2017-05-04 / Front Page

Tough Fiscal Road Ahead for Newport

Winthrop says discussions on regionalized high school will begin again
By Olga Enger

Newport taxpayers should prepare for two consecutive years of tax hikes and long-term fiscal challenges with school and water infrastructure, officials claim.

Residents are facing a proposed 3.11 and 3.64 percent increase to their tax bill, for fiscal years 2018- 19, respectively. The city may not increase taxes higher than 4 percent in a year, under state law.

"This is a two-year budget," said City Finance Director Laura Sitrin. "We only adopt the budget for one year. We will not prepare this large of a document next year." Newport City Council got a first look at the $138 million budget for fiscal 2018 at a lightly attended budget workshop held May 2 at Newport City Hall. Councilors John Florez and Kathryn Leonard were absent.

If approved as proposed, the impact for a home valued at $350,000 would be an additional $119 per year.

The main driver of the budget is an increase in expenses, the majority tied to contractual obligations such as salaries, police and fire pension contributions, and health and dental rate increases. On the revenue side, the city anticipates a $750,000 increase in the meals and beverage and hotel taxes, based on a current upward trend and events such as the Volvo Ocean Race. There is a $450,000 loss of Newport Grand revenues built into the fiscal 2019 budget.

"Most of the revenue has remained flat," said Sitrin.

The proposed budget increases funding for the school department by 1.5 percent in both fiscal years. It continues to fund long-term liabilities at the actuarially determined funding rate. In addition to the tax rate hikes, residents should expect increases to their water bills. The rate is going up from $17 to $18.36 in fiscal 2018, and $18.36 to $19.96 in fiscal 2019.

Looking into the future, the city is facing two major financial challenges.

"Our fiscal hot spots are water pollution control and we believe school infrastructure," said City Manager Joseph Nicholson.

Newport's three schools require around $80 million of capital improvements, according to a recent study conducted by the Rhode Island Department of Education (RIDE). Nicholson said the report will have to be scrubbed further, possibly by consultants hired by the city. However, although the city may challenge the extent of the improvements, there is no question repairs are needed, he said. Rogers High School was identified as in the worst condition, yet repairs are also needed at Pell Elementary School and Thomson Middle School, according the RIDE report.

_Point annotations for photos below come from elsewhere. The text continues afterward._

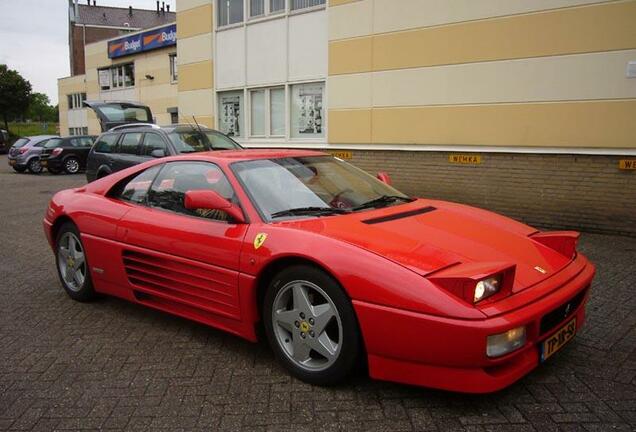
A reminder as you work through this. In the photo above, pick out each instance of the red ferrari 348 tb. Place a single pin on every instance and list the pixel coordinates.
(338, 266)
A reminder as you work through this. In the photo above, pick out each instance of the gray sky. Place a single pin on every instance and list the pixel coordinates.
(34, 35)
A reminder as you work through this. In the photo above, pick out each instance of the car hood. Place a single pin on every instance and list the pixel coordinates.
(426, 236)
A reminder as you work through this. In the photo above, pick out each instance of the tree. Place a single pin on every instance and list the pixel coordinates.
(39, 107)
(15, 94)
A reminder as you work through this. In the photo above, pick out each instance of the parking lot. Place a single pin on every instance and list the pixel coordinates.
(115, 365)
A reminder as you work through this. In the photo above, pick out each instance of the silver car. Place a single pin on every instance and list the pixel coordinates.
(25, 153)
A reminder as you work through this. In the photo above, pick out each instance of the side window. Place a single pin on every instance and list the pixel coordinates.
(106, 143)
(135, 189)
(169, 188)
(130, 143)
(154, 142)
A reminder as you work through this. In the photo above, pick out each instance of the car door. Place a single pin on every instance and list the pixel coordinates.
(128, 151)
(180, 260)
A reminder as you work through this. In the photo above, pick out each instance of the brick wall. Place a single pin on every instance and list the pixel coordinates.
(587, 193)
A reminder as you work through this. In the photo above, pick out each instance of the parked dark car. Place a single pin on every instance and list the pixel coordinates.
(4, 141)
(130, 138)
(25, 153)
(66, 154)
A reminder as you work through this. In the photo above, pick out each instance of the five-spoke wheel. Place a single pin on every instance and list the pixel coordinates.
(311, 325)
(71, 263)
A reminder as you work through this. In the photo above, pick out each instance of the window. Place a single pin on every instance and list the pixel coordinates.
(190, 141)
(78, 131)
(175, 179)
(154, 142)
(301, 4)
(76, 100)
(120, 76)
(307, 110)
(257, 111)
(106, 143)
(231, 113)
(130, 143)
(267, 112)
(173, 68)
(230, 12)
(136, 189)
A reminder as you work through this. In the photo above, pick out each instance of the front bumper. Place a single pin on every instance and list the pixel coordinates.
(447, 353)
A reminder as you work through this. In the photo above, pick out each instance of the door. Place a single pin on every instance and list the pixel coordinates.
(111, 114)
(128, 153)
(180, 260)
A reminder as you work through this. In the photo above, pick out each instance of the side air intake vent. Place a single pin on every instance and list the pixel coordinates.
(399, 215)
(181, 286)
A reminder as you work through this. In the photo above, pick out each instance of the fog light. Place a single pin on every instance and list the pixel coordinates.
(504, 343)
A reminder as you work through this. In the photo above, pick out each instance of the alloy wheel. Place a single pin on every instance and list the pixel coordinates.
(71, 166)
(71, 261)
(307, 325)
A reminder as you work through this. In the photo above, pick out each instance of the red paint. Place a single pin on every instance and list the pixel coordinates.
(402, 275)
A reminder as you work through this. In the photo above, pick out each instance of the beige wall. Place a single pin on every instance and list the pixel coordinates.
(195, 31)
(544, 73)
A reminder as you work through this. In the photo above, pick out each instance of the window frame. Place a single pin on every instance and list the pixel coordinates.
(164, 166)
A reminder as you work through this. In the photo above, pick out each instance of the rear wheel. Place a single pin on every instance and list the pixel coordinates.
(71, 165)
(311, 325)
(34, 166)
(72, 266)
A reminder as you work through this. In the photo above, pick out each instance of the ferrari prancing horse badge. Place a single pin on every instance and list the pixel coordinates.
(259, 240)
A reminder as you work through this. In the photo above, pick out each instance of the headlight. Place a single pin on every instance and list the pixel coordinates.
(487, 287)
(504, 343)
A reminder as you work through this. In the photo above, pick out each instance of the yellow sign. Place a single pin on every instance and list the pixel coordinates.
(627, 164)
(259, 240)
(342, 154)
(469, 159)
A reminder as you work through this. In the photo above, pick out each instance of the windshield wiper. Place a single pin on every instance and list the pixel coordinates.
(313, 211)
(381, 201)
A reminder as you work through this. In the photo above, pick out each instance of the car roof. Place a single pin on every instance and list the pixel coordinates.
(230, 156)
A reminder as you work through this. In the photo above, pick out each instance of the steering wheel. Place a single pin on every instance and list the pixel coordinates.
(339, 201)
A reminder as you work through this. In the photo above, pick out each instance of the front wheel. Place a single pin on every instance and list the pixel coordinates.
(71, 165)
(34, 166)
(72, 266)
(311, 325)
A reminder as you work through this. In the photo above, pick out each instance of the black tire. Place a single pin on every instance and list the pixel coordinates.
(34, 166)
(82, 292)
(71, 165)
(349, 345)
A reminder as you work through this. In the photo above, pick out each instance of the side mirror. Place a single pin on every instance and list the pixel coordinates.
(384, 177)
(210, 200)
(158, 153)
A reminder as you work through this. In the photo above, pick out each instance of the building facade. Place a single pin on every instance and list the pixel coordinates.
(522, 107)
(88, 23)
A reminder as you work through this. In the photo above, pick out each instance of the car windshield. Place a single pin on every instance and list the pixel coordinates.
(312, 186)
(20, 143)
(53, 142)
(192, 141)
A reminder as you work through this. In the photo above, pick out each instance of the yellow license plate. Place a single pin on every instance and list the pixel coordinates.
(558, 340)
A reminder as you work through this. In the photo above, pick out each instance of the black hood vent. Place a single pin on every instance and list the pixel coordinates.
(399, 215)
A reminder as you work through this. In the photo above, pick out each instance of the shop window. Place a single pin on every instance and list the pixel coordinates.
(231, 113)
(230, 12)
(173, 68)
(302, 4)
(307, 110)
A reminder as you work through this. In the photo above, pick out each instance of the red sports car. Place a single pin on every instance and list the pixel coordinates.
(338, 266)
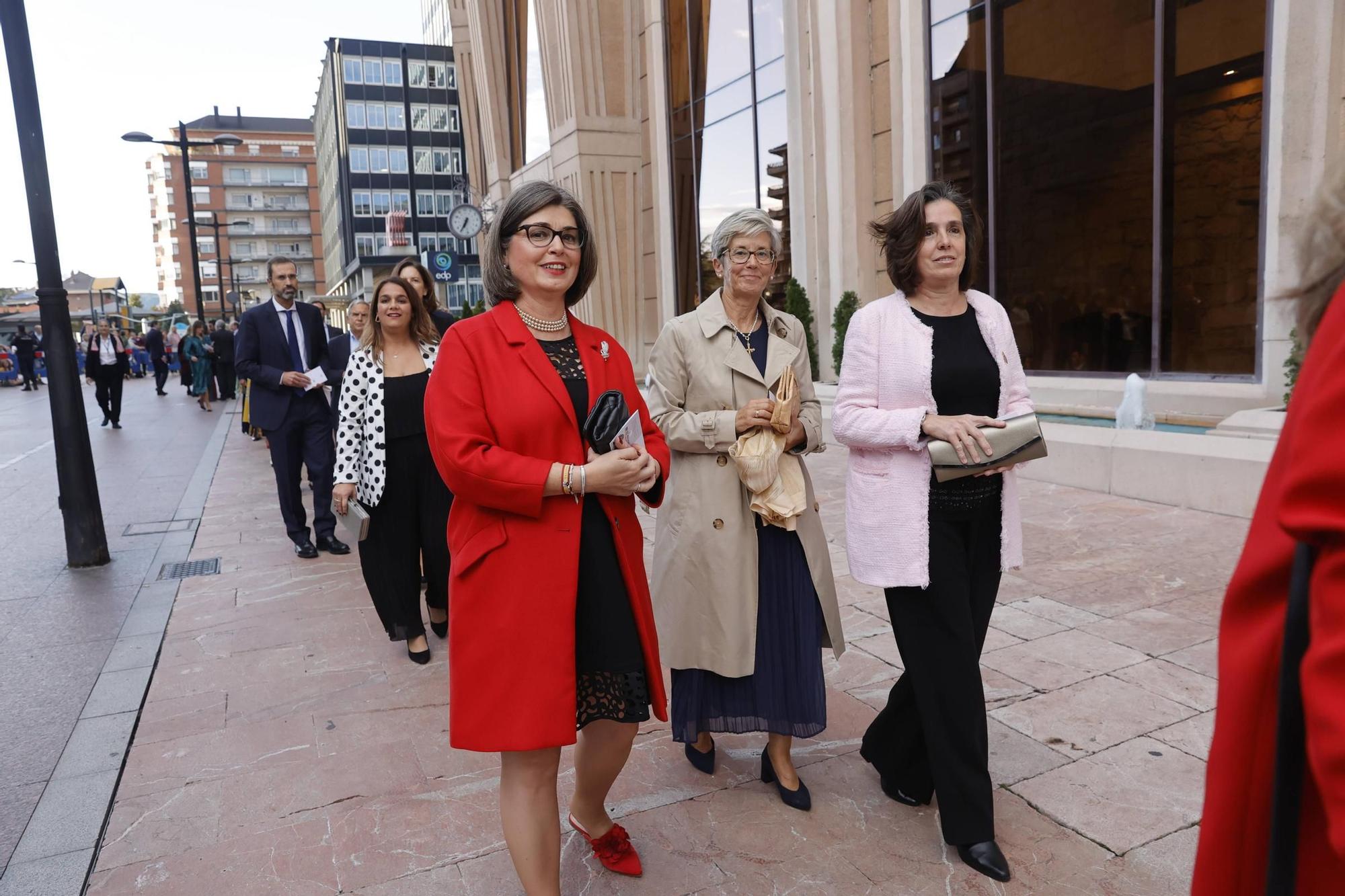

Newport Mayor Harry Winthrop said that as Middletown's schools are facing similar issues, it was time to restart discussions about a regional high school. A non-binding question to residents, asking if they supported the concept of a unified high school, appeared on the 2014 ballots in Newport and Middletown. Although Newport voters supported the idea, it was overwhelmingly rejected by Middletown residents.

"It would be a huge cultural shift," said Winthrop after the workshop. "But looking long term, we won't have an option. Middletown schools are facing the same challenges we are, with declining enrollment and aging school buildings."

"Policy discussions at [the council] level will happen sooner rather than later, and that's what has to happen," agreed Nicholson.

The second fiscal hotspot identified by the city manager was the Water Pollution Control fund. The city will be required to make $55 million worth of water infrastructure improvements over the next several years, in addition to the $30 million worth of improvements that were recently completed. In 2011, the city entered into a consent decree with the U.S. Environmental Protection Agency (EPA) and the Rhode Island Department of Environmental Management (RIDEM) after four residents filed an action under the citizen suit provisions of the Clean Water Act (CWA), alleging the city was in violation with control of Combined Sewer Overflows (CSOs). The upgrades are mandated under that decree.

Additionally, the budget allocates about $2 million annually towards repairs of the aging sanitary and stormwater piping infrastructure. Newport sewer rates are among the highest in the state, and the needs outweigh the city and ratepayer's ability to pay, said Nicholson. Last year, council approved bringing the maintenance of underground sewer and stormwater in-house, which is expected to save the city $600,000 each year. Equipment and personnel are included in the fiscal 2018 budget.

Sitrin showed councilors a slide, demonstrating that even if the city increased taxes and water rates exceed the maximum allowed under state law across many years, the city would still be unable to fund the school and water improvements.

"These are demonstrative of issues that we have going forward. You can see why we are always after additional revenues," said Nicholson. "...The school infrastructure is causing us some angst."

The next budget workshop is scheduled for May 8 at 5:30 p.m. at Newport City Hall. Public workshops, where the residents are invited to ask questions and make comments, are scheduled for May 10 and May 24, at the regular City Council meetings. Council will adopt the budget on June 14.